Over the Edge with Martin Kotler

Stanford White tabernacle-style frame

This Stanford White tabernacle-style frame was designed specifically for Abbott Thayer's Angel.

December 1, 2009

A picture may be worth a thousand words, but doesn't the frame have an equally interesting story to tell? Martin Kotler, frames conservator at American Art, led an enthusiastic group through Frames 101 the other day in the Renwick Gallery's Grand Salon. Looking at art in museums, we sometimes (or at least I do) overlook the frame. Now, after Kotler's talk, I may be wondering, "What was the painting inside that elaborate Stanford White frame?"

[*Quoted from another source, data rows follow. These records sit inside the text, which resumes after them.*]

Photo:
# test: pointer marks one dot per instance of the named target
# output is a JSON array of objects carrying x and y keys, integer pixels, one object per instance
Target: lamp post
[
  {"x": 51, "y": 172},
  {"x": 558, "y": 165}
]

Stanford White seems to take pride of place in the pantheon of American frame designers. He was known chiefly as a partner in the fabled late nineteenth-century architectural firm of McKim, Mead, and White, known for its Beaux-Arts architecture. White also designed picture frames, examples of which are at the Renwick and American Art. Based on Renaissance motifs and classical ornamentation such as Greek wave design, chevrons, twisted rope, and ribbons, they seem to have been a perfect match for the Gilded Age. Interestingly, at the time of White's murder in 1906 (a scandal for another blog post!), he owed $825,000—a huge sum, then or now. "Most likely some of that money was owed his framers," Kotler told us, adding that although White designed the frames, others were hired to execute the design.

Kotler spoke about another framer, a contemporary of White, Gregory Kirchner, in near-reverential tones. He compared his few, but exquisite works to the paintings of Vermeer. "We have six. There are nine known, all hand carved, and all mind blowers." Kirchner's Renaissance Revival frames can be found on Albert Pinkham Ryder's Jonah and Pastoral Study at American Art.

Looking around the Renwick's Grand Salon, we can see that when artists moved into the twentieth century, the frames reflected the artwork as well as the times. The painter Romaine Brooks, for example, wanted a "modernist frame" for Ida Rubinstein and found it in a steely-looking metal leaf over oak. Further into the century (and out of the Renwick's Grand Salon, I'm afraid), with the advent of abstract expressionism, the artists often left their works unframed or framed simply with lattice.

To better understand the vast resources of American Art, Kotler is beginning the museum's first survey of frames in its collection. It should prove to reveal an important part of the story of painting in this country.